Slavery in Britain existed before the Roman occupation and until the 11th century, when the Norman conquest of England resulted in the gradual merger of the pre-conquest institution of slavery into serfdom, and all slaves were no longer recognised separately in English law or custom. By the middle of the 12th century, the institution of slavery as it had existed prior to the Norman conquest had fully disappeared, but other forms of unfree servitude continued for some centuries. British merchants were a significant force behind the Atlantic slave trade between the sixteenth and nineteenth centuries, but no legislation was ever passed in England that legalised slavery. In the Somerset case of 1772, Lord Mansfield ruled that, as slavery was not recognised by English law, James Somerset, a slave who had been brought to England and then escaped, could not be forcibly sent to Jamaica for sale, and he was set free.
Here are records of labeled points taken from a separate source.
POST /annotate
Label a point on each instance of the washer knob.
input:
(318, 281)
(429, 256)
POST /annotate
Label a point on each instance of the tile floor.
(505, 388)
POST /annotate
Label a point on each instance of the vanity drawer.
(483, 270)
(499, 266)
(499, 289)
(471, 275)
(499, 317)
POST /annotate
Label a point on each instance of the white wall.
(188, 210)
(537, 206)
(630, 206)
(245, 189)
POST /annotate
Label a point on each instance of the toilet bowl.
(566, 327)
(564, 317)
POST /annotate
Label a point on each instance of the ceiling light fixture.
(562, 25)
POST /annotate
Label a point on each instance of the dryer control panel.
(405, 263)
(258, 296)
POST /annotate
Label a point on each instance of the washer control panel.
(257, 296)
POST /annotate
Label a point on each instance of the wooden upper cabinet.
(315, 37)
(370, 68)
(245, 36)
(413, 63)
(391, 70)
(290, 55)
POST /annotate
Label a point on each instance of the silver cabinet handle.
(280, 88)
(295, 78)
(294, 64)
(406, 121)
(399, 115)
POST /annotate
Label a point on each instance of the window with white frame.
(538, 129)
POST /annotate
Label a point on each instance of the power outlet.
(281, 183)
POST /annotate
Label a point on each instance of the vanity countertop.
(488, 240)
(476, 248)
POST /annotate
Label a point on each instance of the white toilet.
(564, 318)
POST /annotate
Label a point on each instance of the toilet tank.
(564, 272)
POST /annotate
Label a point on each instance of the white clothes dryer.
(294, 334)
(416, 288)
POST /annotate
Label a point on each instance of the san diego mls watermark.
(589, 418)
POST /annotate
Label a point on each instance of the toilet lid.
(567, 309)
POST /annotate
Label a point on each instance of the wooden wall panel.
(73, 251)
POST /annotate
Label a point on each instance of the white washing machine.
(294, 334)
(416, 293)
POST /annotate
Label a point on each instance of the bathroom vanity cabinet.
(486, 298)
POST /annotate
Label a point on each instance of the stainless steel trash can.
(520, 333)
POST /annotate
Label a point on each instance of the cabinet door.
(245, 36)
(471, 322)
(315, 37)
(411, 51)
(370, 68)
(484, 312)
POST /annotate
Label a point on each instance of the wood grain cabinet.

In Scotland, colliery (coal mine) slaves were still in use until 1799 where an act was passed which established their freedom and made this slavery and bondage illegal. An influential abolitionist movement grew in Britain during the 18th and 19th century, until the Slave Trade Act 1807 abolished the slave trade in the British Empire, but it was not until the Slavery Abolition Act 1833 that the institution of slavery was to be prohibited in directly administered, overseas, British territories. Despite being illegal, modern slavery still exists in Britain, as elsewhere, often following human trafficking from poorer countries, but also frequently targeting UK nationals. Historically, Britons were enslaved in large numbers, typically by rich merchants and warlords who exported indigenous slaves from pre-Roman times, and by foreign invaders from the Roman Empire during the Roman Conquest of Britain. A thousand years later, British merchants became major participants in the Atlantic slave trade in the early modern period.